Am I right in thinking that R is computing it incorrectly, and that the second method yielding .185 is more accurate? Or do the small cell counts mean that all bets are off?

Update:

It does seem to work fine without the Yates continuity correction:

chi <- stats::chisq.test(mat, correct = FALSE)
## Warning message:
## In stats::chisq.test(mat, correct = FALSE) :
##   Chi-squared approximation may be incorrect

chi$statistic
##   X-squared 
## 0.004738562 

sum((abs(chi$observed - chi$expected))^2 / chi$expected)
## [1] 0.004738562

Answer 1

The help file/man page states

one half is subtracted from all |O - E| differences; however,
the correction will not be bigger than the differences themselves.

The differences in your example are all smaller then 0.5:

> chi$observed - chi$expected
            [,1]        [,2]
[1,]  0.06896552 -0.06896552
[2,] -0.06896552  0.06896552

So, at least, it seems to be documented behaviour.

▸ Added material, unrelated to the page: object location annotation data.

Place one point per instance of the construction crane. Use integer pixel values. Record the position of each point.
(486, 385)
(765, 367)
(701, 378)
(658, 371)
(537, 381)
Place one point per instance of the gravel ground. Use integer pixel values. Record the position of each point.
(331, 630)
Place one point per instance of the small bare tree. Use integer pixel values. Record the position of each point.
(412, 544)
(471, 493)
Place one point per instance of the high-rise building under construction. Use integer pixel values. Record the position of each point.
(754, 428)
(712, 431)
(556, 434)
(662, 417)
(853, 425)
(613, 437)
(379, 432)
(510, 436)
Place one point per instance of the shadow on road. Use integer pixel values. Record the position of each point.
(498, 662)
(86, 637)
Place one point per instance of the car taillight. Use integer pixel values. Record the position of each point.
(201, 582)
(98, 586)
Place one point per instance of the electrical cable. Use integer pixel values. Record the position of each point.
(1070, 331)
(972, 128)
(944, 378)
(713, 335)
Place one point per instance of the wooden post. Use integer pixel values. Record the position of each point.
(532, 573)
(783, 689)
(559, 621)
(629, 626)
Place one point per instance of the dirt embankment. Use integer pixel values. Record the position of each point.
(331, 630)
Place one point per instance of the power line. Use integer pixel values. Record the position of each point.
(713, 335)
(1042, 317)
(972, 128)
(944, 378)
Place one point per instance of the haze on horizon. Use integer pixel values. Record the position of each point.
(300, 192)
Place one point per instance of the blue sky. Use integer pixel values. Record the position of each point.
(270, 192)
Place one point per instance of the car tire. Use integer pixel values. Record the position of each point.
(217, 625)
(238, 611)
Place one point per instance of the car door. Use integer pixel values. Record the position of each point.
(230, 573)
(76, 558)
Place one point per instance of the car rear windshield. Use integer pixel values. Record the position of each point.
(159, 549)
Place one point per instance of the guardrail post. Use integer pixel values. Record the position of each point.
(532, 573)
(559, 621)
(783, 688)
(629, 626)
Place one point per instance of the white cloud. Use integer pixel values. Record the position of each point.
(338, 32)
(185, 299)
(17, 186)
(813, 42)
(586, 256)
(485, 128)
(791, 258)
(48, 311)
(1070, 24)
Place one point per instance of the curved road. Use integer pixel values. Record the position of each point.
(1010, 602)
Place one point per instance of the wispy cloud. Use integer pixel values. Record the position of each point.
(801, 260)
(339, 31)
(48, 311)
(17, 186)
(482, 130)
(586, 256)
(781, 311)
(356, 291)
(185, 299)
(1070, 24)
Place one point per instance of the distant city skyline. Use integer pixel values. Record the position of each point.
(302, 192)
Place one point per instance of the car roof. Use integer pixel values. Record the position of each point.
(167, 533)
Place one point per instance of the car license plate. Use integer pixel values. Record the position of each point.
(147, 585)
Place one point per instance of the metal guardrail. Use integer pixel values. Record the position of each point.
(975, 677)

Side note: If in doubt, you could obviously use p-values found by simulation

> chi <- stats::chisq.test(mat, simulate.p.value=TRUE, B=1e6)
> chi

    Pearson's Chi-squared test with simulated p-value (based on 1e+06 replicates)

data:  mat
X-squared = 0.0047386, df = NA, p-value = 1

Which, in this case, finds a chi-square somewhere in the middle and gets rid of the warning. Or use fisher.test...